Estados Unidos acusó formalmente este viernes al gobierno de Rusia de dirigir ataques contra los ciberataques sobre organizaciones norteamericanos, diciendo que los piratas "intentaban interferir con el proceso electoral de Estados Unidos".
"Creemos, basados en el alcance y sensibilidad de tales esfuerzos, que solamente funcionarios del más alto rango de Rusia podrían haber autorizado estas actividades", dijeron en una conferencia conjunta el Departamento de Seguridad y la Oficina del Director de Inteligencia Nacional.
Estados Unidos responderá a los ciberataques de Rusia destinados a perturbar las elecciones "en el momento y lugar" que estime conveniente, indicó un alto funcionario este viernes, acotando que esas acciones pueden ser encubiertas.

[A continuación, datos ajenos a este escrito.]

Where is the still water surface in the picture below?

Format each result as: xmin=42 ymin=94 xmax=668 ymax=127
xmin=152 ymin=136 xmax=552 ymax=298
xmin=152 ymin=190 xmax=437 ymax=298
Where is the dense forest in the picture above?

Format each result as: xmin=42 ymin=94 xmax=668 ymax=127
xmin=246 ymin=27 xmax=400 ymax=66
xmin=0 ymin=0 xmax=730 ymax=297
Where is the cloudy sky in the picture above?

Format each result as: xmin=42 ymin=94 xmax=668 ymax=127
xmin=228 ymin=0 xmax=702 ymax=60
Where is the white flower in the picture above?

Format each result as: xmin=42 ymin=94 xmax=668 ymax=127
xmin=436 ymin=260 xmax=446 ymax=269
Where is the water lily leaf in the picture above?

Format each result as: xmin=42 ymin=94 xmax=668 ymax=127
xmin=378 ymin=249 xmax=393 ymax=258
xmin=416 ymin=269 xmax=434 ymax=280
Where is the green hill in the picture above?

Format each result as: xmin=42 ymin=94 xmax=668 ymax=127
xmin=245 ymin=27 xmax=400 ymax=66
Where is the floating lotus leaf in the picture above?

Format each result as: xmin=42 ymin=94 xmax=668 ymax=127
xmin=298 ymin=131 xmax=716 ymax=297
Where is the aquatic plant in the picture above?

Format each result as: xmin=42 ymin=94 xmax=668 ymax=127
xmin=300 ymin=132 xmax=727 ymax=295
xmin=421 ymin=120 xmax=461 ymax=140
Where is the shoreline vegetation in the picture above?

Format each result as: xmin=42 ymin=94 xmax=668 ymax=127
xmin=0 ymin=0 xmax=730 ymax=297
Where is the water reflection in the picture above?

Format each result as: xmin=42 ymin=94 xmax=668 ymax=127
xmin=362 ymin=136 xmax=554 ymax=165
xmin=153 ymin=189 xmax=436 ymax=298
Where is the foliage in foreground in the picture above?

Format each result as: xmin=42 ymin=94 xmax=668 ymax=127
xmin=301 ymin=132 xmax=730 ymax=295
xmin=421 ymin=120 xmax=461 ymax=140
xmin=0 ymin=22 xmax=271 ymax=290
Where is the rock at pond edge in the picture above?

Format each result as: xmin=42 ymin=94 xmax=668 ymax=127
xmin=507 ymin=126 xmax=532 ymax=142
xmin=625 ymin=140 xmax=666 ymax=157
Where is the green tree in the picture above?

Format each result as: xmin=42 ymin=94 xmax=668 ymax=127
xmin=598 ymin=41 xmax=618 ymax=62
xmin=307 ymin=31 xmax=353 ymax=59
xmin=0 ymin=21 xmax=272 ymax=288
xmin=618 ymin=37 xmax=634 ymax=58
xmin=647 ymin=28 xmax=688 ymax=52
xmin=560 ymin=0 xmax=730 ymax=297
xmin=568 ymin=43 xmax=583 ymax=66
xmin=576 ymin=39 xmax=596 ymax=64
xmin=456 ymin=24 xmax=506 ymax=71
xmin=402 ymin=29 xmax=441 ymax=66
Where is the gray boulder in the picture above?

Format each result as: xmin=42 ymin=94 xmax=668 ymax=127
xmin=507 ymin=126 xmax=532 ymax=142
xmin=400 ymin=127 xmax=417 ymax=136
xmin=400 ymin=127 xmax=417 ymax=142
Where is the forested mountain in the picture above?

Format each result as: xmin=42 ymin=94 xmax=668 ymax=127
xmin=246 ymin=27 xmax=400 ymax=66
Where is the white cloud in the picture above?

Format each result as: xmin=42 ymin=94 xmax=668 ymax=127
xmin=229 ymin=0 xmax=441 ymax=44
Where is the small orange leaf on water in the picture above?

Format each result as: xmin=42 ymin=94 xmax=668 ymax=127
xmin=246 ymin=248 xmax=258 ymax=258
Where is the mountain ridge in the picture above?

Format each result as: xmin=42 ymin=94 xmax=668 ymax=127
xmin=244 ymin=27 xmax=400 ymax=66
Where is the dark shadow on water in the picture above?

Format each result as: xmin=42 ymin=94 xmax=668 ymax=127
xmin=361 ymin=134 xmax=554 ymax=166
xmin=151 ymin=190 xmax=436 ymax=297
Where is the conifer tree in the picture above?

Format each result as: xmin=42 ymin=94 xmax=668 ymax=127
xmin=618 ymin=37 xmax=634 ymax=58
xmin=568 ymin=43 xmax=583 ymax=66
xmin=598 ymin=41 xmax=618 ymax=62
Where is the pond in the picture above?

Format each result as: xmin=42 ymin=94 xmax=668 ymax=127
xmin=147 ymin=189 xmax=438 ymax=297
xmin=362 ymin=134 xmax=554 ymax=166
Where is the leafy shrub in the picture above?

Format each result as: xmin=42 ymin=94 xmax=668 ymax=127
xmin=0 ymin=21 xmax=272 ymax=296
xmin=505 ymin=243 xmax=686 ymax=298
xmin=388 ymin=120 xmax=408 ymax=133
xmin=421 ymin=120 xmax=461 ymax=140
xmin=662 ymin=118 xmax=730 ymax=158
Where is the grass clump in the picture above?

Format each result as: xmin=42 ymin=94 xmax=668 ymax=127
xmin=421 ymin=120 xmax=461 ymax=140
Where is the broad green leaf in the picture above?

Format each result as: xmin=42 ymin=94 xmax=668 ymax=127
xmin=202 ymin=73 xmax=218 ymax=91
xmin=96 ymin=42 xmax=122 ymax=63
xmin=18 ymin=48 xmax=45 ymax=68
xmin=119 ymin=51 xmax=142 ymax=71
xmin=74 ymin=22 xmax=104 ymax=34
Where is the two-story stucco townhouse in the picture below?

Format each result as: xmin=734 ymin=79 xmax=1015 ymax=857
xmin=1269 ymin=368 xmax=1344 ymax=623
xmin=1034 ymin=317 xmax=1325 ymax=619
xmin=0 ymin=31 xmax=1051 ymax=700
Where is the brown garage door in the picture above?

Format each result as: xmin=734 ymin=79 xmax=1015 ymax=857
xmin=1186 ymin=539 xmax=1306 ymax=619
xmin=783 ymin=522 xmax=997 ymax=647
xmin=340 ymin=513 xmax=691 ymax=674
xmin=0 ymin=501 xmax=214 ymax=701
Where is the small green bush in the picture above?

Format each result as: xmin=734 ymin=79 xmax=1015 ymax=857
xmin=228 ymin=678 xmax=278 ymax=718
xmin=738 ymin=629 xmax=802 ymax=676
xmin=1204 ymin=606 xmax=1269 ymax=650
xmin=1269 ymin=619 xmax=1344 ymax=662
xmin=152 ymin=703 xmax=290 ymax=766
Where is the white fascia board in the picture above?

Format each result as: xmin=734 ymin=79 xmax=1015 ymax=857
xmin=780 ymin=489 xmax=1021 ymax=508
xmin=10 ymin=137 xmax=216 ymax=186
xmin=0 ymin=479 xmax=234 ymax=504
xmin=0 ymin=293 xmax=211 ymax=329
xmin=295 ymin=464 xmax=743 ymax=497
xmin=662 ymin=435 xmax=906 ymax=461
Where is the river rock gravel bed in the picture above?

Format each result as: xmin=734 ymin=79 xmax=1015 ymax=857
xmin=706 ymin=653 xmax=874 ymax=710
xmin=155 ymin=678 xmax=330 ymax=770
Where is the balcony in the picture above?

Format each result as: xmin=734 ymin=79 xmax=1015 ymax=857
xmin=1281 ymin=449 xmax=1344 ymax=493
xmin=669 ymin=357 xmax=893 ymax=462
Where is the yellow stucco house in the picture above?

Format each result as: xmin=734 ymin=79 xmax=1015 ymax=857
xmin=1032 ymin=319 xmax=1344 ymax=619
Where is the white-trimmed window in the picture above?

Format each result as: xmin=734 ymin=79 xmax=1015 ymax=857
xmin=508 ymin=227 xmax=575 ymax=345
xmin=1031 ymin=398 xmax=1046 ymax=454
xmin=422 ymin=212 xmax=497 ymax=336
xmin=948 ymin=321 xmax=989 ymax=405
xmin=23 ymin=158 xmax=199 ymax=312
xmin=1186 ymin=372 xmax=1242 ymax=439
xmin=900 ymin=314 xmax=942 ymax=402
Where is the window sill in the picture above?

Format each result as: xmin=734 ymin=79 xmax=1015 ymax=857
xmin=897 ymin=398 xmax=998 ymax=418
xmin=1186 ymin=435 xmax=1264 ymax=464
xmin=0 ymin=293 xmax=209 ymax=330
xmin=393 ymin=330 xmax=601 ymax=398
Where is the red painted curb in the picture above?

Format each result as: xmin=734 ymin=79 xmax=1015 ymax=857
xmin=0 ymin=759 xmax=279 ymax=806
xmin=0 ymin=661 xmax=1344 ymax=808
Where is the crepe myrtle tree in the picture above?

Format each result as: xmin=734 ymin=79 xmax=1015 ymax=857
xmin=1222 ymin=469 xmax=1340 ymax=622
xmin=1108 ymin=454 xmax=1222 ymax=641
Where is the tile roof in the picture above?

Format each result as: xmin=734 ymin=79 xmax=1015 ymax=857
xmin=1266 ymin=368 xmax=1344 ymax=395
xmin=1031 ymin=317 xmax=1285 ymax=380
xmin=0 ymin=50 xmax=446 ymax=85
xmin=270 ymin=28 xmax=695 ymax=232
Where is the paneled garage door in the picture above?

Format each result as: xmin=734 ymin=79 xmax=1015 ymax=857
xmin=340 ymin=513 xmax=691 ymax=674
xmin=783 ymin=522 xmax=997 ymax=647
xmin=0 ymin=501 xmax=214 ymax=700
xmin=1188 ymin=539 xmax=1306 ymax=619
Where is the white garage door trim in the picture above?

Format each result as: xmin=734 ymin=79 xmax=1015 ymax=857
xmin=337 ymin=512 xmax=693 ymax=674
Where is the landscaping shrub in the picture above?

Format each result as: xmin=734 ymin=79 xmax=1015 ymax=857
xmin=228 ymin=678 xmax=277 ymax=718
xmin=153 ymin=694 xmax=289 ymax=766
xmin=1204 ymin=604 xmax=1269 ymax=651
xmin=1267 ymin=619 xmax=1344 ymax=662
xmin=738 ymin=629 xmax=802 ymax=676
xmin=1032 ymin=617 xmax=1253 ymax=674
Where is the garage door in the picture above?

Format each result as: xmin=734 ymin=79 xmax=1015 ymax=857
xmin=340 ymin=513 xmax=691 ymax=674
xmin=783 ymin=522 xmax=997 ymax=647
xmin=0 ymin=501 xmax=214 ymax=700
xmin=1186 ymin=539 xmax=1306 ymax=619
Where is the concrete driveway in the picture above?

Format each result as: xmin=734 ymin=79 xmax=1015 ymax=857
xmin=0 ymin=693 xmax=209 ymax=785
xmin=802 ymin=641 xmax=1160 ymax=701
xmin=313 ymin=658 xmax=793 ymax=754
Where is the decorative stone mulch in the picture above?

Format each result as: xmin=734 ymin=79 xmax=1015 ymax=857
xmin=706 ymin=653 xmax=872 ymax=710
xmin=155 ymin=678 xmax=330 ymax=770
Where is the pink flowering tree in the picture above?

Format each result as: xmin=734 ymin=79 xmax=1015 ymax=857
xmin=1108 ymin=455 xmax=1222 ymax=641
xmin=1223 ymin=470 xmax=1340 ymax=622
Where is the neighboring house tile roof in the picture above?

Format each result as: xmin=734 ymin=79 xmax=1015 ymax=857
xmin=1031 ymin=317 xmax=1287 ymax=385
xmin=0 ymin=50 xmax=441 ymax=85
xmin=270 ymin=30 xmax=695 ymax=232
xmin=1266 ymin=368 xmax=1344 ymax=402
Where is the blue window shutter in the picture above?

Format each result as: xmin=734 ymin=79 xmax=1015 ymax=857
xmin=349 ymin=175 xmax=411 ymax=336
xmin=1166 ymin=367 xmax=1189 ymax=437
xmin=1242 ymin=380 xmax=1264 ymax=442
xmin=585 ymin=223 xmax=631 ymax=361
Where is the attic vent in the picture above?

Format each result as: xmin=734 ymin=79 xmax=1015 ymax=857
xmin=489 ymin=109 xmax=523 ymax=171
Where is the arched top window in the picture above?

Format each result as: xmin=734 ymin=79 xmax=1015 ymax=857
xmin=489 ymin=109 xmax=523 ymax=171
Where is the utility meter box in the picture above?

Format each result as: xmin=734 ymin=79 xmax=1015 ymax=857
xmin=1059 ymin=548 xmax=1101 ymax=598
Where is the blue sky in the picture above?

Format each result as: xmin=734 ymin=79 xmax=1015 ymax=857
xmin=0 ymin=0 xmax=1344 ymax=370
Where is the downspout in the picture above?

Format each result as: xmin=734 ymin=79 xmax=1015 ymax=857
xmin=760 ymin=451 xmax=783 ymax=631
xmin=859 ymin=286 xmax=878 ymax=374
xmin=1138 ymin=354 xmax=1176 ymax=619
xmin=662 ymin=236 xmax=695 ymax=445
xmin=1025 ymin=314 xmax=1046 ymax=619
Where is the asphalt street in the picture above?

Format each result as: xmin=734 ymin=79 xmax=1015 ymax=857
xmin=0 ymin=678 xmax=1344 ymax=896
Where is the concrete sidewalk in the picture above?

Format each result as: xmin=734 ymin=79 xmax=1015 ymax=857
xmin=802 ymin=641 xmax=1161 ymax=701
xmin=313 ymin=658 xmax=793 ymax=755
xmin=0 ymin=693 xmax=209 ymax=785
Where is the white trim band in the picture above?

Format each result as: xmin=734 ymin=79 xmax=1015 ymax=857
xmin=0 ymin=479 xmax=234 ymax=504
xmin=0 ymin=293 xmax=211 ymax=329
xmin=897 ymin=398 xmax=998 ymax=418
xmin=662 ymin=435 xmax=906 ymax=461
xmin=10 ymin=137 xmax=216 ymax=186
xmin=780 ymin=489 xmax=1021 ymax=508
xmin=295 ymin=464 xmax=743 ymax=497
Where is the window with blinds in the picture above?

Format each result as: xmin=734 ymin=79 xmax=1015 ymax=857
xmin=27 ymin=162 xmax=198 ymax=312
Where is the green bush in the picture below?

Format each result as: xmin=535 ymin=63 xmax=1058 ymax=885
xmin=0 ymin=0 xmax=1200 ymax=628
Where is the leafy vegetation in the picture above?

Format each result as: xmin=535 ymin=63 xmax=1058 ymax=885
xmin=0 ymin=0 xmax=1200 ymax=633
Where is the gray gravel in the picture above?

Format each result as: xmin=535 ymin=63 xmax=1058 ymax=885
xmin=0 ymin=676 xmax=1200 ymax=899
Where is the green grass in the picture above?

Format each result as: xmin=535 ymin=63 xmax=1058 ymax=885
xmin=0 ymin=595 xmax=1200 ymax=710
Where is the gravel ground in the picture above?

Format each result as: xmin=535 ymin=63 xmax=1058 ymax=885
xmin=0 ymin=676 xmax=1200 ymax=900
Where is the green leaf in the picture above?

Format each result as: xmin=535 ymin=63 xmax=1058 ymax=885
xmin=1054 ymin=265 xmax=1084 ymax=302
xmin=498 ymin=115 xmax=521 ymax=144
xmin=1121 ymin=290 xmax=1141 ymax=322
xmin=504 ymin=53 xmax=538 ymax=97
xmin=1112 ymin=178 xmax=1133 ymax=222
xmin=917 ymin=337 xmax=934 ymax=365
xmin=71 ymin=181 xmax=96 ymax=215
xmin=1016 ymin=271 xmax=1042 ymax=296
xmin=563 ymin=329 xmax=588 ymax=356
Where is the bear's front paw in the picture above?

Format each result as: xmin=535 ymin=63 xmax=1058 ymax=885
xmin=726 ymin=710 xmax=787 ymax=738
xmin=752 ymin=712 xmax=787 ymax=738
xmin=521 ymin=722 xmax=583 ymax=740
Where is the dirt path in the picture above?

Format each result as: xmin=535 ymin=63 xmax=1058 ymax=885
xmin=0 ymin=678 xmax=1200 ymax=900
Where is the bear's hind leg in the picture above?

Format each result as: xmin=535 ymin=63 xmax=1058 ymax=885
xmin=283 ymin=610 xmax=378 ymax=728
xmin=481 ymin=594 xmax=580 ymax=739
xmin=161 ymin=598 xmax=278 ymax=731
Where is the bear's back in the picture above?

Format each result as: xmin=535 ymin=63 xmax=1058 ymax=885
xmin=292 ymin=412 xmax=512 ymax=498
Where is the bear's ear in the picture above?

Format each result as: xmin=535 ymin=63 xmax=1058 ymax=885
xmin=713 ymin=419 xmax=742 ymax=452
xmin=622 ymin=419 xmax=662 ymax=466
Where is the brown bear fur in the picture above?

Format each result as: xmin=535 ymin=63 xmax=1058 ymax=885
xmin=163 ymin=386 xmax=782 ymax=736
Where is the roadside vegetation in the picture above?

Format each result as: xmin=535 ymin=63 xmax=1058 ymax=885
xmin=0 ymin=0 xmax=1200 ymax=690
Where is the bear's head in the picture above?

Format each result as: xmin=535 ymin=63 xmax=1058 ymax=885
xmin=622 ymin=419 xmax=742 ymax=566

"Vamos a tomar medidas para proteger nuestros intereses, incluso en el ciberespacio, y lo haremos en el momento y lugar de nuestra elección", dicho funcionario, haciéndose eco de lenguaje normalmente reservado para las campañas militares.
"La gente no debe asumir que necesariamente sabrá que acciones fueron tomadas o que acciones serán adoptadas", acotó.
Por su parte, el Kremlin reaccionó diciendo que las acusaciones estadounidense contra Rusia por ciberataques son "basura".
"Otra vez este tipo de basura", dijo el portavoz del Kremlin, Dmitry Peskov a la agencia de noticias rusa Interfax.
"Cada día el website de (Vladimir) Putin es atacado por decenas de miles de hackers. Muchos de esos ataques vienen del territorio de Estados Unidos pero no por ello nosotros acusamos a cada momento ala Casa Blanca o a Langley (cuartel general de la CIA)", agregó.